A running joke at Bay Area parties is that AI researchers are “building God.” This, of course, sounds wildly grandiose. No one I have met means it literally—nobody thinks they are making something supernatural or divine. To try to decode: The speaker is gesturing at how powerful this technology could become—even, eventually, functionally omniscient or omnipotent. They are trying to distinguish this invention from, say, social media, or even the internet. They do not mean the current model, but whatever comes after these systems start improving themselves and become far smarter than we are. They are reaching for a shorthand equal to what they expect, and I think that honesty is good for the world, whether or not the prediction holds.
From outside San Francisco, the joke is sometimes heard as a reflection of spiritual lacking—that the pursuit of AGI (artificial general intelligence) is a stand-in for a God-shaped hole, that clever technologists who reasoned their way out of the old faith are now building an idol to fill the vacancy. I do not think that is quite what is happening. People need meaning, and intense, world-shaping work is one of the oldest ways to find it; that part is not new and often not sinister. What is different here is that this particular work sits so close to the old questions—what are we, where did this come from, what comes after—that you cannot do it long without staring into them. They are not building God because they miss Him. They are building something that has brought them, unexpectedly, to the edge of where He would be.

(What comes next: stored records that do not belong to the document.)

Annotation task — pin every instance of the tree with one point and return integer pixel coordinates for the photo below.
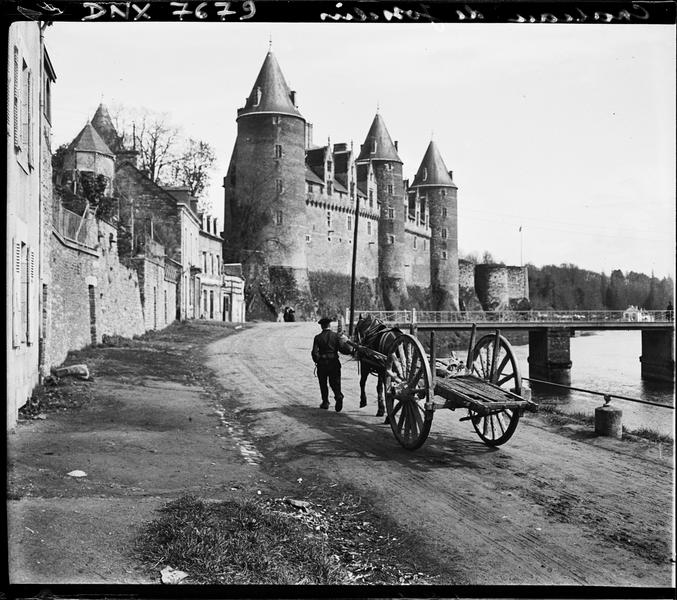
(193, 167)
(168, 157)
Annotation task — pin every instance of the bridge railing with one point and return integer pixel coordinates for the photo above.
(514, 316)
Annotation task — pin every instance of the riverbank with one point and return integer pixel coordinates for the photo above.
(163, 422)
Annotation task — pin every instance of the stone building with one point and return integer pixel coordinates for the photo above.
(300, 201)
(30, 76)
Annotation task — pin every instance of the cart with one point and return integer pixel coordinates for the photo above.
(488, 386)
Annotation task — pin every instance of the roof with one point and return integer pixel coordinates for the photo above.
(88, 140)
(103, 124)
(433, 171)
(270, 93)
(378, 134)
(312, 177)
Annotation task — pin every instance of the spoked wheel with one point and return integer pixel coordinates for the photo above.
(407, 389)
(497, 427)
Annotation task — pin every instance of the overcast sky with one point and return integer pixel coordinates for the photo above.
(566, 130)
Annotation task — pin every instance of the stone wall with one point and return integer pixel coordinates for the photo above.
(92, 294)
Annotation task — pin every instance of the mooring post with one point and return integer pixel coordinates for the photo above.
(608, 420)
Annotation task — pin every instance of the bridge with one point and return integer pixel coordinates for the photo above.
(550, 331)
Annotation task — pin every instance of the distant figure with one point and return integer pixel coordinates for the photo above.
(326, 347)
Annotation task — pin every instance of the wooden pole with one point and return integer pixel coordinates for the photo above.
(352, 271)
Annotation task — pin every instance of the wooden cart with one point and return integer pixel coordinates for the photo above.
(488, 386)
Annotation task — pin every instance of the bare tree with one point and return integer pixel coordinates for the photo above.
(164, 152)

AI workers tend to be less religious than the rest of the U.S. population. They are mostly lapsed in their faith, or were never religious to begin with. Perhaps they were circumcised or baptized; now they may occasionally meditate. This is, for the most part, a materialist lot—by which I mean people for whom the world is atoms and physical laws with nothing supernatural left over, and for whom morality is something worked out from intuition or from philosophy, rather than received from outside the world.
Their work is fascinating and all-consuming. Some are exhausted, and some do fear what they are making—loss of control, misuse, the economic disruption it may bring—but largely, their days are good and full. By any ordinary measure, there is little here to search for.